What have we learned about policy learning in the EU? Theory and meta-theory compared

Professor of Political Science, Jean Monnet Chair in European Public Policy, Director, Centre for European Governance

Wednesday, April 18, 2012 - 12:45 to 13:45

The European Union may well be a "learning organization", yet there is still confusion about the nature of learning, its causal structure and its implications for public policy. In this article we select four perspectives that address complexity, governance, the agency-structure nexus, and how learning occurs or may be blocked by institutional features.

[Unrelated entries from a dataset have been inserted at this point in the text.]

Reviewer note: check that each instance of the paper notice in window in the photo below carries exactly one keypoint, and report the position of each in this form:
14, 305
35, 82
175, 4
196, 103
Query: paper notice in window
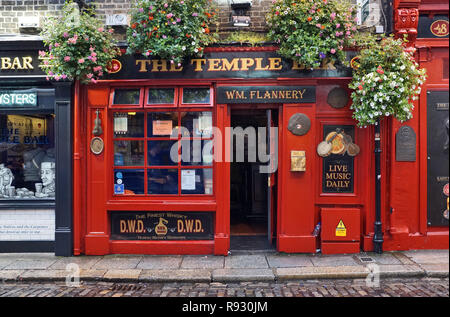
188, 180
162, 127
121, 125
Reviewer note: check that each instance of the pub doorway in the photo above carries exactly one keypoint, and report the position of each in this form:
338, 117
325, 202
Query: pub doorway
252, 194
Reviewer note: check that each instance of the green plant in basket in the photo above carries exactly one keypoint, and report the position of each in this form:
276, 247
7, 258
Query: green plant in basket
79, 46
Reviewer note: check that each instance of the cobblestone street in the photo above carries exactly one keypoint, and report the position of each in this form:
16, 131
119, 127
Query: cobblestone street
424, 287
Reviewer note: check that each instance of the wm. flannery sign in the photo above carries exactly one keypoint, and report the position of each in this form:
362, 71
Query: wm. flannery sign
266, 94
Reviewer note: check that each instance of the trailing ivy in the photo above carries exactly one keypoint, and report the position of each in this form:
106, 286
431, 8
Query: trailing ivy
386, 81
79, 47
171, 29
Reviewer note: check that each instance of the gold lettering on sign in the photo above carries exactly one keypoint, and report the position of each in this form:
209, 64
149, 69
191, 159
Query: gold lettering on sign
9, 63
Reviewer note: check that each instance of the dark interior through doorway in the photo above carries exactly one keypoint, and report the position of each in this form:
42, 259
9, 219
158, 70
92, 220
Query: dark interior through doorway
249, 188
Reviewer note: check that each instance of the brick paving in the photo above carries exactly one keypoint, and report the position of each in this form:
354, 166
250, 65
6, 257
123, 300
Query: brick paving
423, 287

They are the political community of Deutsch and his collaborators, Cram's purposeful opportunism, experimental governance (Sabel and Zeitlin), and Scharpf’s joint decision trap. We appraise these four major contributions by considering three research questions. How do they investigate EU learning via their diagnostic and prescriptive modes of analysis? How do they vary in relation to meta-theoretical criteria? What is their theoretical leverage beyond EU studies? We first show how the four perspectives identify different learning types, and then explain how conclusions about learning depend on various causal arguments. Further, we move to a meta-theoretical mode to compare and appraise the four perspectives at a deeper level. Finally, we discuss the pros and cons of our approach, answer the research questions, and suggest how these learning contributions can be of use to the next generation of European integration scholars.